I finally took a look at Bicknell's video. At 12:31 he crosses off the "Blame the NNUE Evaluation Function" hypothesis, but his data don't support that conclusion. He cites as evidence Stockfish 7 (12:18 - 12:30), which doesn't use NNUE, and Stockfish 17 cluster version (12:07 - 12:18), which only has a single data point.
But it's probably not NNUE. It's probably the supervisor for the multi-threading and/or some other hardware bottleneck. The cluster has special hardware and instructions for the supervisor. Stockfish compiled for the cluster no doubt uses those, whereas the non-cluster version is by necessity running different supervisor code. That makes the supervisor a good place to look for any flaky performance.
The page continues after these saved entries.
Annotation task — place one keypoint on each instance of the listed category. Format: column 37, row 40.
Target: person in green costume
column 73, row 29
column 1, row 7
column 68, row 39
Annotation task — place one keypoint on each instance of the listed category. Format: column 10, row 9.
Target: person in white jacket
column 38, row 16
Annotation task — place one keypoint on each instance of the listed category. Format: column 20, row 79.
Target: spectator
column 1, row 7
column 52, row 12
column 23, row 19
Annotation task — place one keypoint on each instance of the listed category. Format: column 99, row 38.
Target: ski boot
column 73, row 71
What jump out to me, besides the "lack of trend" in the Stockfish 17 threading results, are these two points:
- For all engines, including the old ones, there is a performance hit going from one thread to two, after that the benefits of more threads start to kick in. This clearly shows that a supervisor has started at two threads. Some supervisors use a dedicated thread, in which case asking for one thread uses one, while asking for two threads uses three. I don't know how Stockfish handles it.
- In the Stockfish 17 results (for example at 5:19) there is a huge degradation going from 32 threads to 64. I assume 64 is all the cores on the test machine, in which case it might be interesting to see the result for 63 cores.
I'm no expert, but I have read some chess engine programmer blogs and change logs. Multi-threaded code is a nightmare and there are many ways to get it wrong. Then when you get it right it still doesn't always improve performance like you hoped.
One last hurdle is getting the other settings to mesh well with the number of threads. Cache is particularly trick to get right, both in code and in settings.